Logo Questions Linux Laravel Mysql Ubuntu Git Menu
 

Understanding TLB from CPUID results on Intel

I'm exploring leaf 0x02 of the cpuid instruction and came up with a few questions. There is a table in the documentation which describes what cpuid results mean for the TLB configuration. Here they are:

case 1

56H TLB Data TLB0: 4 MByte pages, 4-way set associative, 16 entries
[...]
B4H TLB Data TLB1: 4 KByte pages, 4-way associative, 256 entries

Does it mean that there are only 2 levels of TLB? How to query the number of levels of TLB cache in case some x86 vendor decides to provide 3 levels of TLB?

case 2

57H TLB Data TLB0: 4 KByte pages, 4-way associative, 16 entries
[...] 
B4H TLB Data TLB1: 4 KByte pages, 4-way associative, 256 entries

Is "4-way associative" here just a typo meaning that "4-way set associative"?

case 3

55H TLB Instruction TLB: 2-MByte or 4-MByte pages, fully associative, 7 entries
[...]
6AH Cache uTLB: 4 KByte pages, 8-way set associative, 64 entries
6BH Cache DTLB: 4 KByte pages, 8-way set associative, 256 entries

Does DTLB stand for Data TLB? What does uTLB mean? uops-TLB? Which TLB cache level is considered here?

case 4

C1H STLB Shared 2nd-Level TLB: 4 KByte/2MByte pages, 8-way associative, 1024 entries

Does this mean that in that case the 2nd level TLB is shared among all cores? So when not specified explicitly is the TLB cache core private?

like image 633
St.Antario Avatar asked Sep 27 '19 06:09

St.Antario


1 Answers

How to query the number of levels of TLB cache in case some x86 vendor decides to provide 3 levels of TLB?
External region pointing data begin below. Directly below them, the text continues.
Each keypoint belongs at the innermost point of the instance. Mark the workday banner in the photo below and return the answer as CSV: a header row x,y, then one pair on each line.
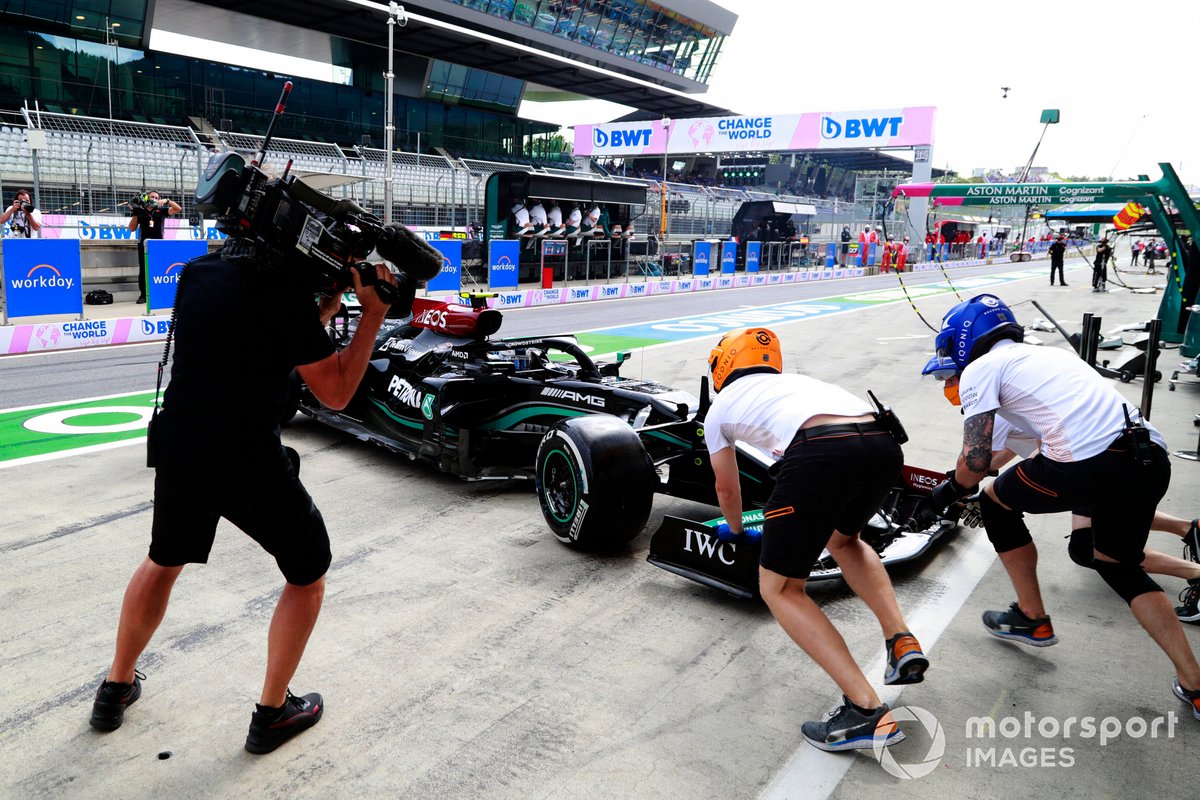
x,y
450,277
502,263
888,127
702,256
165,262
42,277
Leaf 0x2 may return TLB information only on Intel processors. It's reserved on all current AMD processors. On all current Intel processors, there is no single number that tells you the number of TLB levels. The only way to determine the number of levels is by enumerating all the TLB-related cpuid leafs or subleafs. The following algorithm works on all current Intel processors that support the cpuid instruction (up to and including Ice Lake, Goldmont Plus, and Knights Mill):

  1. Check whether the value 0xFE exists in any of the four registers EAX, EBX, ECX, and EDX returned when cpuid is executed with EAX set to leaf 0x2.
  2. If 0xFE doesn't exist, enumerate all the bytes in the four registers. Based on Table 3-12 of the Intel manual Volume 2 (number 325383-070US), there will be either one or two descriptors of data TLBs that can cache 4KB translations. The Intel manual uses the following different names for TLBs that may cache data access translations: Data TLB, Data TLB0, Data TLB1, DTLB, uTLB, and Shared 2nd-Level TLB. If there are two such descriptors, then the number of levels is two. The descriptor with the larger number of TLB numbers is the one for the second-level TLB. If there is only one such descriptor, the number of levels is one.
  3. If 0xFE exists, the TLB information needs to be obtained from cpuid leaf 0x18. Enumerate all the valid subleafs up to the maximum valid subleaf number. If there is at least one subleaf with the least two significant bits of EDX equal to 11, then the number of TLB levels is two. Otherwise, the number of TLB levels is one.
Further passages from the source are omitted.